The four-day schedule has made things even worse. Every day is different, with FP1 on Thursday, FP2 & FP3 on Friday, QP on Saturday, and then the warmup and race on Sunday night. Scheduling rider debriefs has become a nightmare of the first order for the already stressed press officers, with even the best of them looking close to cardiac arrest. There is some coordination between the teams, but even that is not completely possible, and that led to a rather wry scheduling conflict: The word went out that Jorge Lorenzo would be speaking at 10pm, then only moments later, journalists' phones all buzzed with a text message to say that Valentino Rossi would also be speaking at 10pm. Wisely, Yamaha decided that there was no point in putting up a fight, moving Lorenzo five minutes earlier, meaning that the media got to speak to both men with virtually no overlap.

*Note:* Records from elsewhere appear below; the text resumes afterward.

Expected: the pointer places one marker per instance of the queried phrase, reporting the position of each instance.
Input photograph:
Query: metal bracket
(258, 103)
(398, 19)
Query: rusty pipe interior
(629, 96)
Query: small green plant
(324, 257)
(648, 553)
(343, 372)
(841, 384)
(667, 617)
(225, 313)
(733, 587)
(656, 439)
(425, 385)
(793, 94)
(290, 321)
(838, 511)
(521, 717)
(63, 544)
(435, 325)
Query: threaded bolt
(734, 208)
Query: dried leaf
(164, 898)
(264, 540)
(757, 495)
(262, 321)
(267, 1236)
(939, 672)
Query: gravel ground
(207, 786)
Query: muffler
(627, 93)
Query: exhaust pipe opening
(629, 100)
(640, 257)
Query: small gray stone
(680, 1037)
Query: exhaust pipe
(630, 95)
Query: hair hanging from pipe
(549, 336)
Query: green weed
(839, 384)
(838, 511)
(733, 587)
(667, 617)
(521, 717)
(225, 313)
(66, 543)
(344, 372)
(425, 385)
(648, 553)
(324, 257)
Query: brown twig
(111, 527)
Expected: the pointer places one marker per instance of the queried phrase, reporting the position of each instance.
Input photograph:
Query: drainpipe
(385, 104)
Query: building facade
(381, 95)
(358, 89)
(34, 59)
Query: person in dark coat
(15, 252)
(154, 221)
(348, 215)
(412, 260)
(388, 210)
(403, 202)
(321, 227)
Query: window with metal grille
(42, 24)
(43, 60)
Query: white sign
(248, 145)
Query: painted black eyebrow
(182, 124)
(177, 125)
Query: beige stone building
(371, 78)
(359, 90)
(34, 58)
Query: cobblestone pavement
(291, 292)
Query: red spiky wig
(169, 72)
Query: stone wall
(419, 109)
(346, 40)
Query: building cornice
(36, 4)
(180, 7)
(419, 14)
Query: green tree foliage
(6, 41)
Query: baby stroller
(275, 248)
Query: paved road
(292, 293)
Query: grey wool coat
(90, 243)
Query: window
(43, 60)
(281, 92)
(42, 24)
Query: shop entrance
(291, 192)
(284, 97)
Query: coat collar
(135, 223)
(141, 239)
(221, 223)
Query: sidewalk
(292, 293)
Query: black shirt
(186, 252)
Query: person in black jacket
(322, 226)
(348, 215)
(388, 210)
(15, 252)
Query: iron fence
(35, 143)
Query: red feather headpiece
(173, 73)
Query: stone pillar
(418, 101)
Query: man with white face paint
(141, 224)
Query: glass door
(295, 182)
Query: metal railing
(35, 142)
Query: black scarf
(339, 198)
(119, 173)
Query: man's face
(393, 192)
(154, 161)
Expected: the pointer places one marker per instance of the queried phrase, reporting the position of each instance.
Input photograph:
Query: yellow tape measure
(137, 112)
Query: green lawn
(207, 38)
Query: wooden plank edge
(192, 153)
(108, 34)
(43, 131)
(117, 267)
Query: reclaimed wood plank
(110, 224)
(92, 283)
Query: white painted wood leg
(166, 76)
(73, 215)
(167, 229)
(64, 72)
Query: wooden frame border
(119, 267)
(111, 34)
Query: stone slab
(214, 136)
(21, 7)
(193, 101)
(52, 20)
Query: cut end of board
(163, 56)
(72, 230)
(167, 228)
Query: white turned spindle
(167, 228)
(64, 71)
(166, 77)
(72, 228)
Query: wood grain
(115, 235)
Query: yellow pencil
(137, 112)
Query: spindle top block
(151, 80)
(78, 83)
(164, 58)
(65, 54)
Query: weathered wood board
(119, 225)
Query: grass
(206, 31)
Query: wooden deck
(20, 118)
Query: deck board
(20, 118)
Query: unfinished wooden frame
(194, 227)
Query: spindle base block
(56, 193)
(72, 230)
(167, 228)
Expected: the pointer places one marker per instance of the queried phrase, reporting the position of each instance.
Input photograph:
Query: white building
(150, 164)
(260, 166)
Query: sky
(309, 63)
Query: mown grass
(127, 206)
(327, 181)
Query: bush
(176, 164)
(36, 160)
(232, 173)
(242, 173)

The real drama came during the official press conference, and I am sorry to say I missed it, as I was out in the paddock enjoying catching up with various people I hadn't seen for a while. The format of the press conferences has been changed: last year, there would be an official part of the press conference, the media all sat politely in their seats and asking questions, and a "media scrum" afterwards, where the journalists would descend upon the riders like vultures on a rotting carcass and pound them with questions in their own languages.
The media scrum had caused some extremely uncomfortable situations for both riders and journalists, with people being almost crushed in the masses surrounding a rider. And so Dorna decided that it would be better to scrap the scrums, and allow the press to ask questions in their own language during the official press conference (where the working language is English). The trouble was that the first question to be asked was addressed to Dani Pedrosa, and was made in Catalan. There was an immediate uproar, with journalists accusing each other of being "unprofessional" - the worst accusation one journalist can make to another, for some reason - and a lot of huffing and puffing ensued. A petition circulated throughout the media center, and was duly submitted to Dorna. Reverting to the old format is out of the question, but perhaps Dorna will find a different way to accommodate the questions. Mostly, though, journalists, like everyone else in the world, hate to change their ways. This may be a sport which is predicated on technological advance and constant progress, but that doesn't mean that the media actually embraces change.
Tomorrow we return, for two more sessions of MotoGP, and one each of Moto2 and 125cc. It promises to be just as confusing as today was.